Manique Hendricks works as a curator of contemporary art at Frans Hals Museum. She studied art history at the University of Amsterdam, followed by a master’s degree in Heritage Studies: Museum Curator. As a freelance curator, writer, and researcher she specializes in contemporary (media) art, as well as visual, and digital culture. In her practice, Manique touches upon themes of identity, representation, the body, camp, and club culture. She has previously worked at Stedelijk Museum Amsterdam, LIMA, and Kunstfort bij Vijfhuizen. Her writings have been published by Stedelijk Studies, NXS WORLD, Mister Motley, Institute of Network Cultures, TUBELIGHT, and The Hmm. Manique also acts as an advisor to the Mondriaan Fund and is part of the board of Nieuwe Vide and Jong VNK. 

Achraf Touloub is an artist born in Morocco who lives and works in Paris. His works have been shown extensively across Europe and Asia including at Palais de Tokyo, Paris (2020); the Centre Pompidou, Paris (2017); and the Venice Biennale (2017). He has held solo exhibitions at Villa Medici, Rome; Baronian, Brussels; and Galerie Plan B, Berlin.

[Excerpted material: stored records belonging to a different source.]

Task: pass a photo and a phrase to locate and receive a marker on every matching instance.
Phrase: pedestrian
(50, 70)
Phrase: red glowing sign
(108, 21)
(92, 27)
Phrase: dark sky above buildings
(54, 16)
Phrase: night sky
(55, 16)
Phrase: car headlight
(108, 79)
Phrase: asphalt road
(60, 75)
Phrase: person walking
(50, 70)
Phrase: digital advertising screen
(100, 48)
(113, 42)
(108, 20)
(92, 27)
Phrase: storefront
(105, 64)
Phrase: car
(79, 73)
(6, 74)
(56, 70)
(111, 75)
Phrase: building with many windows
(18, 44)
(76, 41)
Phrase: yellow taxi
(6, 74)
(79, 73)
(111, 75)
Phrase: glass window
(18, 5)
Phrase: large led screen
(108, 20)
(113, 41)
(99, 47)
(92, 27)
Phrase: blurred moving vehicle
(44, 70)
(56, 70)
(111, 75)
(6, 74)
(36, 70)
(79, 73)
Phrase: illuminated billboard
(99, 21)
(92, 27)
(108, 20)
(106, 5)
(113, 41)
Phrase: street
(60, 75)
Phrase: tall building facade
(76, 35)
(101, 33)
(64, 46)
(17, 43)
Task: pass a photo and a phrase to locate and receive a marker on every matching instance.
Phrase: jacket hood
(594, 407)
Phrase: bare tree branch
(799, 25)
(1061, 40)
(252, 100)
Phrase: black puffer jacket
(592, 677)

Habib William Kherbek is the writer of several works of fiction, including Ecology of Secrets (2013), ULTRALIFE (2016), New Adventures (2020), Best Practices (2021), and Twenty Terrifying Tales from Our Technofeudal Tomorrow (2021). Kherbek’s art journalism has appeared in numerous publications, and his collected art writings were collected in Entropia (Volume I & II) (2022).